As you know a plus sign in a URL translates to a space character. [NSURL path] returns a path replacing all %xx with corresponding characters. But it doesnt translate '+' to a space! It leaves it as a plus sign. Is it a bug or what? How can I use NSURL to work with URLs which contain spaces encoded as pluses?

thanks

A: 

As the RFC 2396 (Uniform Resource Identifier) states

Many URI include components consisting of or delimited by, certain special characters. These characters are called "reserved", since their usage within the URI component is limited to their reserved purpose. If the data for a URI component would conflict with the reserved purpose, then the conflicting data must be escaped before forming the URI.
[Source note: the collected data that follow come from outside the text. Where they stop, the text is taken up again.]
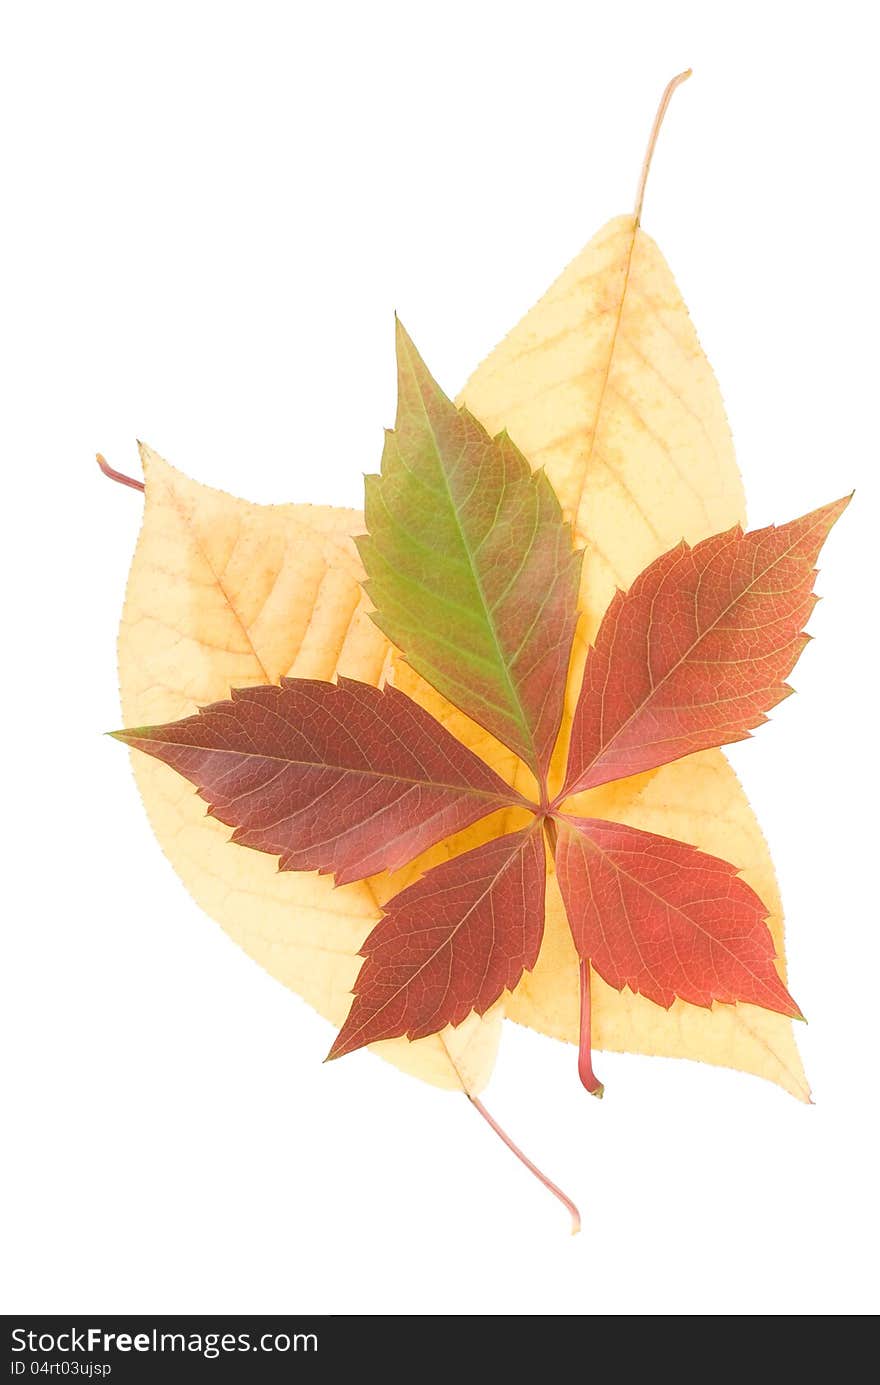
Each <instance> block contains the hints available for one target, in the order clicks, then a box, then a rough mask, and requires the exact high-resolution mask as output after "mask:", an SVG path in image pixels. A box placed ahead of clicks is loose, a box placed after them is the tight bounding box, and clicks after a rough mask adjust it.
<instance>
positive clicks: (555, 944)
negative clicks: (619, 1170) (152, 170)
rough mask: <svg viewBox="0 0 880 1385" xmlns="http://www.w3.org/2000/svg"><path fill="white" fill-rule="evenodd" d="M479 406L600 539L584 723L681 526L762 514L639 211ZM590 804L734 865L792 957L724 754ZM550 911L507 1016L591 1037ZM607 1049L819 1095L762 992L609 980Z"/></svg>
mask: <svg viewBox="0 0 880 1385" xmlns="http://www.w3.org/2000/svg"><path fill="white" fill-rule="evenodd" d="M461 402H463V403H466V404H467V406H468V407H470V409H471V411H473V413H474V414H475V415H477V417H478V418H479V420H481V422H482V424H484V425H485V427H486V428H488V429H489V431H491V432H498V431H499V429H502V428H507V431H509V434H510V436H511V438H513V440H514V442H516V443H517V445H518V446H520V447H521V450H522V452H524V453H525V456H527V457H528V458H529V461H531V463H532V465H535V467H539V465H540V467H545V468H546V472H547V475H549V478H550V481H552V482H553V485H554V488H556V492H557V494H558V497H560V501H561V504H563V510H564V511H565V517H567V518H570V519H571V521H572V524H574V528H575V533H577V537H578V542H579V543H583V544H585V546H586V557H585V561H583V578H582V583H581V611H582V615H581V625H579V629H578V637H577V644H575V651H574V655H572V663H571V673H570V680H568V694H567V722H570V719H571V712H572V711H574V702H575V699H577V694H578V688H579V686H581V673H582V669H583V661H585V658H586V648H588V645H589V643H590V641H592V640H593V638H595V634H596V630H597V629H599V623H600V620H601V616H603V615H604V611H606V608H607V605H608V602H610V600H611V597H613V596H614V591H615V589H617V587H618V586H619V587H628V586H629V584H631V583H632V580H633V579H635V578H636V576H637V575H639V572H640V571H642V569H643V568H644V566H646V565H647V564H649V562H651V561H653V560H654V558H657V557H658V555H660V554H661V553H664V551H665V550H667V548H671V547H672V546H674V544H676V543H678V542H679V540H680V539H687V540H689V543H696V542H697V540H700V539H704V537H707V536H708V535H711V533H716V532H718V530H721V529H728V528H730V525H733V524H736V522H744V518H746V511H744V499H743V486H741V481H740V475H739V471H737V465H736V458H734V454H733V443H732V440H730V431H729V428H728V422H726V418H725V410H723V404H722V400H721V395H719V392H718V385H716V382H715V377H714V375H712V371H711V368H710V364H708V361H707V359H705V356H704V355H703V352H701V349H700V342H698V341H697V335H696V332H694V330H693V325H692V321H690V317H689V314H687V309H686V307H685V303H683V301H682V296H680V294H679V291H678V288H676V284H675V281H674V278H672V274H671V271H669V269H668V266H667V263H665V260H664V258H662V255H661V253H660V251H658V249H657V247H655V245H654V242H653V241H651V240H650V237H647V235H646V234H644V231H643V230H642V229H640V226H639V223H637V220H636V217H635V216H621V217H617V219H615V220H613V222H610V223H608V224H607V226H606V227H603V230H600V231H599V234H597V235H596V237H595V238H593V240H592V241H590V242H589V245H586V248H585V249H583V251H582V252H581V253H579V255H578V256H577V259H575V260H574V262H572V263H571V265H570V266H568V269H567V270H564V273H563V274H561V276H560V277H558V278H557V281H556V283H554V284H553V287H552V288H550V289H547V292H546V294H545V296H543V298H542V299H540V302H539V303H538V305H536V306H535V307H532V310H531V312H529V313H527V316H525V317H524V319H522V321H521V323H518V325H517V327H514V328H513V331H511V332H510V334H509V337H506V338H504V341H503V342H502V343H500V346H496V349H495V350H493V352H492V355H491V356H489V357H488V360H485V361H484V364H482V366H481V367H479V368H478V370H477V371H475V374H474V375H473V377H471V378H470V381H468V382H467V385H466V388H464V391H463V392H461ZM564 742H565V737H563V738H561V742H560V748H558V753H557V756H556V762H554V771H556V776H557V783H558V780H560V776H561V767H563V763H564V751H565V745H564ZM577 805H578V812H582V813H585V814H589V816H595V817H608V819H615V820H617V821H621V823H629V824H632V825H633V827H643V828H646V830H649V831H653V832H660V834H664V835H667V837H676V838H680V839H682V841H686V842H692V843H693V845H694V846H700V848H703V849H704V850H708V852H712V853H715V855H716V856H721V857H723V859H725V860H729V861H733V863H734V864H736V866H739V867H740V868H741V871H743V875H744V878H746V879H747V881H748V884H750V885H751V886H753V889H755V891H757V893H758V895H759V896H761V899H762V900H764V902H765V904H766V906H768V910H769V911H771V917H769V920H768V924H769V928H771V932H772V935H773V940H775V942H776V949H777V954H779V956H780V957H782V956H783V920H782V909H780V903H779V891H777V888H776V877H775V874H773V864H772V861H771V857H769V852H768V849H766V843H765V841H764V837H762V834H761V828H759V827H758V824H757V821H755V817H754V814H753V812H751V807H750V806H748V802H747V799H746V795H744V794H743V789H741V788H740V784H739V780H737V778H736V774H734V773H733V770H732V769H730V766H729V765H728V762H726V759H725V758H723V755H722V753H721V752H719V751H708V752H704V753H700V755H692V756H689V758H687V759H685V760H679V762H678V763H675V765H668V766H664V767H662V769H660V770H654V771H651V773H649V774H642V776H637V777H635V778H631V780H622V781H619V783H617V784H610V785H606V787H603V788H600V789H593V791H592V792H589V794H583V795H581V796H579V799H577ZM547 910H549V914H547V932H546V936H545V943H543V947H542V954H540V958H539V961H538V965H536V968H535V971H534V974H532V975H531V976H524V979H522V982H521V983H520V986H518V988H517V990H516V993H514V996H513V997H511V1000H510V1003H509V1006H507V1014H509V1015H510V1017H511V1018H513V1019H517V1021H518V1022H520V1024H524V1025H529V1026H531V1028H534V1029H539V1030H540V1032H542V1033H549V1035H553V1036H556V1037H557V1039H567V1040H570V1042H571V1043H577V1042H578V968H577V958H575V951H574V946H572V943H571V936H570V932H568V925H567V922H565V917H564V913H563V906H561V900H560V897H558V892H557V891H556V882H554V881H553V882H552V888H550V891H549V900H547ZM593 1046H595V1047H597V1048H613V1050H617V1051H626V1053H646V1054H665V1055H671V1057H680V1058H698V1060H703V1061H704V1062H714V1064H721V1065H723V1066H730V1068H740V1069H743V1071H746V1072H754V1073H758V1075H759V1076H762V1078H769V1079H771V1080H773V1082H777V1083H779V1084H780V1086H783V1087H786V1090H787V1091H791V1093H793V1094H794V1096H797V1097H801V1098H802V1100H809V1089H808V1086H807V1079H805V1076H804V1069H802V1065H801V1060H800V1055H798V1051H797V1046H795V1043H794V1035H793V1029H791V1021H790V1019H786V1018H784V1017H783V1015H776V1014H773V1012H771V1011H769V1010H759V1008H757V1007H754V1006H715V1007H714V1010H711V1011H708V1010H700V1008H698V1007H696V1006H689V1004H686V1003H685V1001H682V1000H676V1001H675V1004H674V1006H672V1008H671V1010H669V1011H665V1010H662V1008H661V1007H660V1006H655V1004H653V1003H651V1001H650V1000H646V999H644V997H643V996H633V994H632V993H631V992H629V990H625V992H622V993H618V992H615V990H613V989H611V988H610V986H607V985H604V982H603V981H601V979H600V978H597V976H596V978H595V981H593Z"/></svg>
  reserved    = ";" | "/" | "?" | ":" | "@" | "&" | "=" | "+" |
                "$" | ","

So I think you have to escape the plus sign in your URL string before applying to NSURL.

zZzZ
Escaping the plus sign would do exactly that—preserve the plus sign as it is. The questioner wants to treat it as equivalent to a space.
Peter Hosey
+2  A: 

Any equivalence between + and space happens on the server, not the client. If you want to translate plus signs to spaces in a client program (I assume you have a reason), you'll have to do that yourself—before unescaping the %xx escapes.

And you will do that on the NSString side, not the NSURL side.

Peter Hosey
A: 

Q: Is it a bug or what ?

A: no it's a feature and it would be a bug if it was translated to space because the plus is reserved for being interpreted as a space on serverside.

Q: How can I use NSURL to work with URLs which contain spaces encoded as pluses?

A: Leave them as they are. The server will do the rest.